Davacının davalı aleyhine kötüniyet tazminatına hükmedilmesi istemi incelendiğinde; İİK m.72/5 hükmü uyarınca davanın borçlu lehine sonuçlanması, alacaklının takibinin haksız ve kötü niyetli olduğunun davacı borçlu tarafından ispatlanması gerekmektedir. Kötüniyeti ispat yükü borçludadır, zira TMK m.2 hükmü uyarınca iyiniyetin varlığı asıldır.
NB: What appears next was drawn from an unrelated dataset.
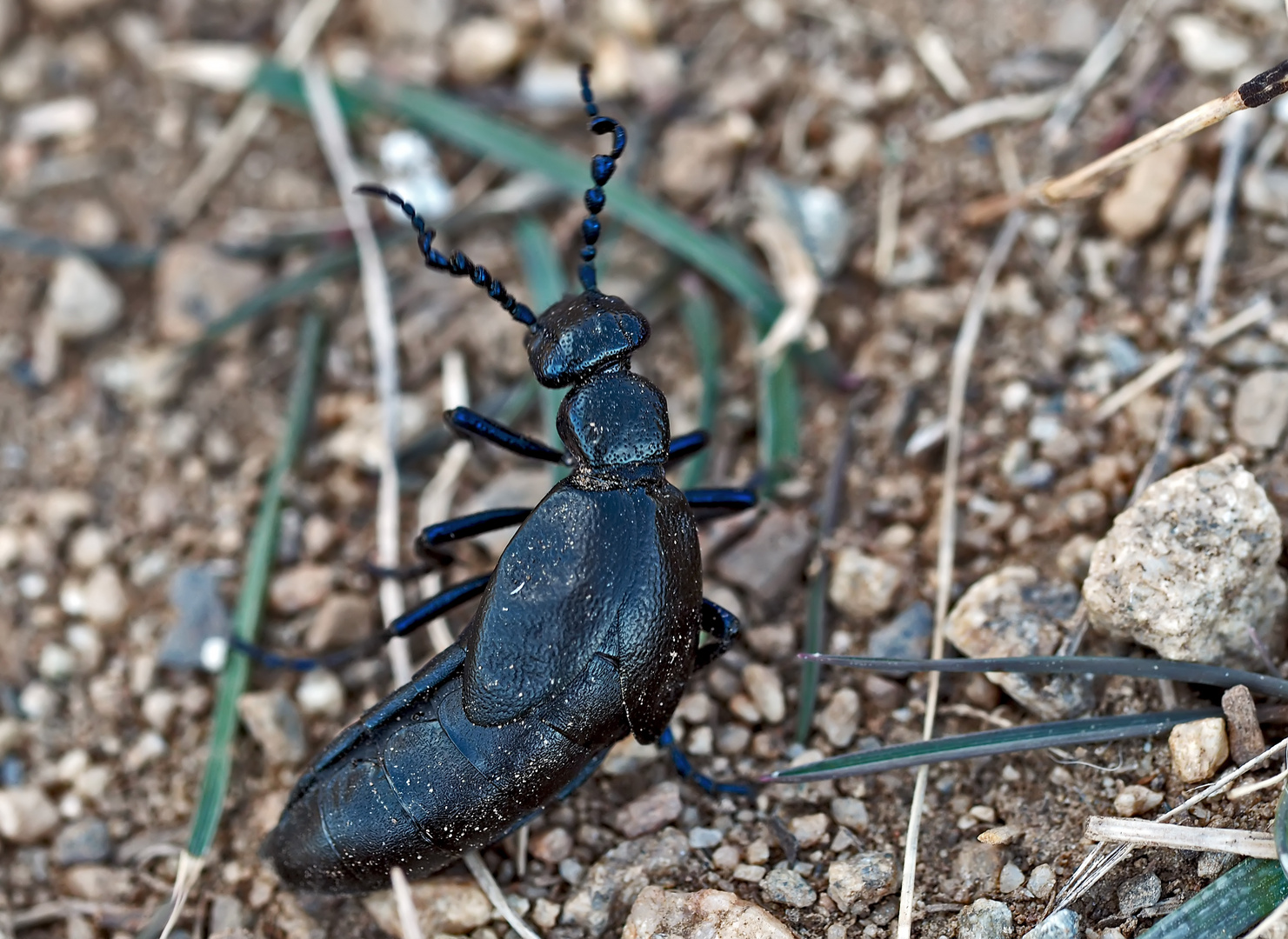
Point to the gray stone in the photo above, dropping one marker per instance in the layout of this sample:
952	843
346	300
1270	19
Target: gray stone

Yapılan kontrolde davalının icra takibine dayanak kıymetli evrakları ibraz etmemesi sebebiyle menfi tespit isteminin kabulüne karar verilmiş ise de davacının davalı alacaklının kötüniyetli olduğunu açıkça ispatlayamamış olması sebebiyle kötüniyet tazminatı talebinin reddine karar vermek gerekmiş ve aşağıdaki şekilde hüküm tesis edilmiştir.
HÜKÜM :Gerekçesi yukarıda açıklanmış olduğu üzere;
Davacının davasının KISMEN KABULÜ KISMEN REDDİ ile;
1-Davacının …. İcra Müdürlüğünün 2017/… Esas (önceki esas numaları: 2003/… Esas, 2008/… Esas, 2012/… Esas,) sayılı dosyasından davalıya borçlu olmadığının tespitine,
2-Davacının davalı aleyhine kötüniyet tazminatına hükmedilmesi isteminin reddine,
3-Alınması gerekli olan 933,70-TL karar ilam harcından dava açılırken başlangıçta peşin olarak alınan 233,43-TL harcın mahsubu ile eksik kalan 700,27-TL harcın davalıdan alınarak hazineye gelir kaydına,
4-Davacı tarafından sarf edilen dava açılış gideri: 325,63-TL ( başvurma, vekalet harcı ve peşin harç) davetiye, posta gideri: 202,00-TL olmak üzere toplam: 527,63-TL yargılama giderinin davalıdan alınarak davacıya verilmesine,
5-Davacı kendisini vekil ile temsil ettirdiğinden kabul edilen miktar üzerinden AAÜT uyarınca hesap ve takdir olunan 13.668,60TL vekalet ücretinin davalıdan alınarak davacıya verilmesine,
6-Davacı tarafından yatırılan gider avansın arta kalan kısmı karar kesinleştiğinde davacıya iadesine,
Dair, davacı vekilinin yüzüne karşı, HMK madde 341 hükmü uyarınca KESİN olmak üzere verilen karar açıkça okunup usulen anlatıldı. 31/10/2023

Katip …
¸e-imzalıdır

Hakim …
¸e-imzalıdır

* İş bu karar 5070 Sayılı Kanun hükümlerine göre güvenli elektronik imza ile imzalanmıştır.